Friday’s thrilling adventure at Borough Hall ended as so many days do. So excited to tell her story, so amazed by her experience I thought she’d be on the phone all night.
But as we walked up the street to the parking lot she whimpered. “My knee. The old pain. How could it still hurt with the Celebrex?”
Good question, I mused, as I tossed her a cursory answer about the weather, and people’s joint’s aching.
I left out the part about how MOST of those achy people are at LEAST 40 – not 10. But she knows that already. Can’t put much by her.
We headed home, but as things often do here the downward spiral had begun, and it was a quick one.
I soaked her sore knee in an epsom salt bath for some relief, but the migraine that she had been battling all through school was starting to win.
By about 7:20 she told me she was going to bed. Never a good sign.
No fever. No signs of “illness,” but we are frustratingly used to this. There is nothing tangible that any doctor can seem to figure out as to where all this pain comes from. Yet it does. All over. It’s real. It’s torturous to watch, and it frustrates the free-spirited agile athlete trapped in this painful body.
She woke around 9:30 this morning. I was already at the bank. The text simply said “headache.” My husband is a man of few words.
When I got home at 11 to take her to her 12:00 appointment she was in a dark bedroom moaning in pain while Felix rubbed her head.
We tried some saline, some food, her morning pills. No success. No appointment.
I ran to the party we planned to attend as a family, to wish one of our favorite 5 year-olds a Happy Birthday.

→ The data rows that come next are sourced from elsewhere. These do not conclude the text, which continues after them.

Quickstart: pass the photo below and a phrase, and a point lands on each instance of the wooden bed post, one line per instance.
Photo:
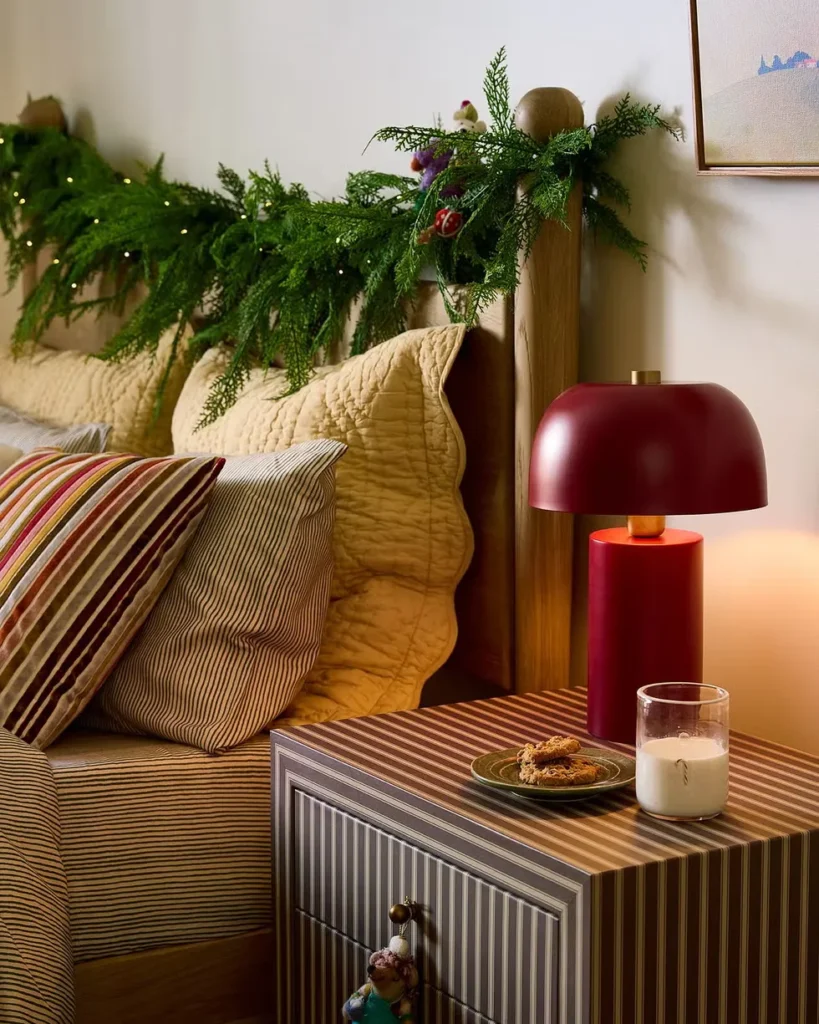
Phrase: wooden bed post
(547, 340)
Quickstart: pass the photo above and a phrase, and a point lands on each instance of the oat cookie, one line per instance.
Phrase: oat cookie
(548, 750)
(562, 771)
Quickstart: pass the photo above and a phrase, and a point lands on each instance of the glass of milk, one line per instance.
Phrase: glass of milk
(682, 751)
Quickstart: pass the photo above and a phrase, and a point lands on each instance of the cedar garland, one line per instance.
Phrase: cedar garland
(275, 271)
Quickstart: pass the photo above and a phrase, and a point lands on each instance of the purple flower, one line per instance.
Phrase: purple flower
(430, 164)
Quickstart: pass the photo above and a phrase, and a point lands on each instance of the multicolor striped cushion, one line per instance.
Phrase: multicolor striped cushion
(240, 626)
(86, 545)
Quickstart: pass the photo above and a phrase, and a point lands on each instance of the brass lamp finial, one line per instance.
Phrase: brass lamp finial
(646, 377)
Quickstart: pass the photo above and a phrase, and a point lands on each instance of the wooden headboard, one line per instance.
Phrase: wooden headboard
(514, 604)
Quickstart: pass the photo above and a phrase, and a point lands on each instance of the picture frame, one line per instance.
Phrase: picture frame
(707, 139)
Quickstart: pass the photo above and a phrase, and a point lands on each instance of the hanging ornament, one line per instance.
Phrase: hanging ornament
(448, 222)
(466, 119)
(392, 979)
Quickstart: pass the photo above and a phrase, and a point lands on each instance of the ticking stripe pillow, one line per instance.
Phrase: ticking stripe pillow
(239, 627)
(86, 545)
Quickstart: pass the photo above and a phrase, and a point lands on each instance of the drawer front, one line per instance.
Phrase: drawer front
(333, 967)
(483, 946)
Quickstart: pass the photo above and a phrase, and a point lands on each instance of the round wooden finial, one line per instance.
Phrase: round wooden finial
(43, 113)
(544, 112)
(400, 913)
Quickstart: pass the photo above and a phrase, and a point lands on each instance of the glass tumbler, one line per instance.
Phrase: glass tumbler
(682, 751)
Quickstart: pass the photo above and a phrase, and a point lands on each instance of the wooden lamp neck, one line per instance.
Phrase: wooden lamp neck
(646, 525)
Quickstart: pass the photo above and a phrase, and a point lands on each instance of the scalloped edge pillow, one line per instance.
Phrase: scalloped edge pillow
(401, 541)
(69, 389)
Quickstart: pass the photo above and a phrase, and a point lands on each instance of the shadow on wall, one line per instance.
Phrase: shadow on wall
(762, 639)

I woke her at 2:30 like she asked. The CYO meet was at 4. The highlight of her week.
We tried a warm shower. More saline.
“I just can’t do it,” she half whispered, half screamed. “WHAT IS THE MATTER WITH ME?”
My stomach sank. That was the proof positive that things were not improving. She looks forward to every one of those meets.

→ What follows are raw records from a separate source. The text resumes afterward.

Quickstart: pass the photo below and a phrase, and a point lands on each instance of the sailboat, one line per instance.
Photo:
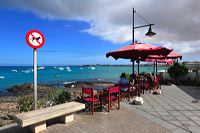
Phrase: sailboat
(91, 68)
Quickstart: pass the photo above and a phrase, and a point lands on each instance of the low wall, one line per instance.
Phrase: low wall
(191, 76)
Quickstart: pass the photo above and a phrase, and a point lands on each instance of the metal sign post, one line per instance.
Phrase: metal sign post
(35, 75)
(35, 39)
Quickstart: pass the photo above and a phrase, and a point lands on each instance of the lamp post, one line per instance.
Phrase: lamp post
(149, 33)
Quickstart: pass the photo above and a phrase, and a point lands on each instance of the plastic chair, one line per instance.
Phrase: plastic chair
(90, 99)
(125, 94)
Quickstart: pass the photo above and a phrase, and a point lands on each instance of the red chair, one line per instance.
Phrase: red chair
(91, 101)
(133, 89)
(156, 82)
(113, 97)
(125, 94)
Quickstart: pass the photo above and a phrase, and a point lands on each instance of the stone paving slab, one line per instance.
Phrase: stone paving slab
(174, 109)
(116, 121)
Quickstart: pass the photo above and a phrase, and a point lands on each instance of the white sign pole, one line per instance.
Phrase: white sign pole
(35, 76)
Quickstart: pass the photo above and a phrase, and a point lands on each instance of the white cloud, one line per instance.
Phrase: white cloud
(176, 23)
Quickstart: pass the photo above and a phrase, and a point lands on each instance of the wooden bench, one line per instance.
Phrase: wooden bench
(37, 118)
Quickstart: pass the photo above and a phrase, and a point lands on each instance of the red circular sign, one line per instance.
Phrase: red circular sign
(35, 39)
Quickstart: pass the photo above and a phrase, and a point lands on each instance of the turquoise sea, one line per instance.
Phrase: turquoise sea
(14, 75)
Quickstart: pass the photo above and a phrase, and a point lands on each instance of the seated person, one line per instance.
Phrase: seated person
(132, 79)
(123, 82)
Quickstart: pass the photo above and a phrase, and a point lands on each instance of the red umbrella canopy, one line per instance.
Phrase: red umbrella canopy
(139, 51)
(171, 55)
(168, 61)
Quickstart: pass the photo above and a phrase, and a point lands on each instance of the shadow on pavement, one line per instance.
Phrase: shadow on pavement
(193, 91)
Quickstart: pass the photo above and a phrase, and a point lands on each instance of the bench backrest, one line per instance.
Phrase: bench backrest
(39, 115)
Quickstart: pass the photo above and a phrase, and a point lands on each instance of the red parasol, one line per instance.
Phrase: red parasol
(138, 51)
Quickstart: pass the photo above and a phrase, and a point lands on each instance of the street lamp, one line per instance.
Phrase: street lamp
(149, 33)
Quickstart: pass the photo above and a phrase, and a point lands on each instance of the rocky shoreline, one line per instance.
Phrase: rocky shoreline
(9, 99)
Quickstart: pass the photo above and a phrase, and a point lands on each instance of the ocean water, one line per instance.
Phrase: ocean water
(15, 75)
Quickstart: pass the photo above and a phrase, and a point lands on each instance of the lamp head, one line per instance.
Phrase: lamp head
(150, 33)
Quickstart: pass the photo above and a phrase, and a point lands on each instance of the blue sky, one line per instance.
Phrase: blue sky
(65, 42)
(79, 33)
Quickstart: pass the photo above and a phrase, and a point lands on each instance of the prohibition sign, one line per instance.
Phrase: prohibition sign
(35, 39)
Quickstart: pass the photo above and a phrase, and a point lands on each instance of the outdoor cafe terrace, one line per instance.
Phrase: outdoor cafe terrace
(175, 110)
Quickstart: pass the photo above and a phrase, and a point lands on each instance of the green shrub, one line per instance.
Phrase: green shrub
(59, 96)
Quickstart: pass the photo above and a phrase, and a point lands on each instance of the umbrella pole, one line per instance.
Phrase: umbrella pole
(156, 67)
(138, 78)
(133, 67)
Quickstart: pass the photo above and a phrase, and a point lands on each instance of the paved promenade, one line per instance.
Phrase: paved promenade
(117, 121)
(177, 108)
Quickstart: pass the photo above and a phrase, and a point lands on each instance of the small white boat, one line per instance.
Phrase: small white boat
(92, 67)
(41, 68)
(26, 71)
(68, 68)
(2, 77)
(14, 70)
(61, 68)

After reassuring her that it’s nothing she’s done, or does… she told me to text her coach and tell him she was really sorry.
And she was.
Another fun event missed. Another pleasure lost.
My 10-year-old amazes, impresses and consoles me, as she says, “Cowden’s may have won the battle today – but it won’t win the war.”
She spent the better part of the day in her bed – willing away the body pain and the headache.
She doesn’t want to feel like this. And I have to tell you – she handles it pretty damned gracefully.
No one she met yesterday would have believed this was the same kid. From a full on powerhouse of a conversation with a respected elected official, to barely being able to lift her head.
That’s how we roll here.
That’s where her sense of urgency comes from. She NEEDS people to know the real deal. Whether they want to or not.
It’s 2:30 AM Sunday. They have been resting for hours. I had to sort out the banking mess and the subsequent paperwork it generated this week. I needed a new list.
See my mind is so often preoccupied that I forget… a lot.
Because deep in my nagging Mommy gut, I feel like there is more. We are missing something. And I hope its minor. Or that I am wrong.
No one can explain all this pain. And lots of people have had the chance to try.
People wonder how I stay so organized, or why. I think it’s because I spend a lot of time waiting for the other shoe to drop.
I’m over making plans. I get it. We can try to commit to things in advance, but our acceptances will always be tentative. We have to make our decisions in the moment.
The win/loss column waffles sometimes, but we will by the grace of God, the power of prayer, and our love for each other, come out on top. Failure is not an option.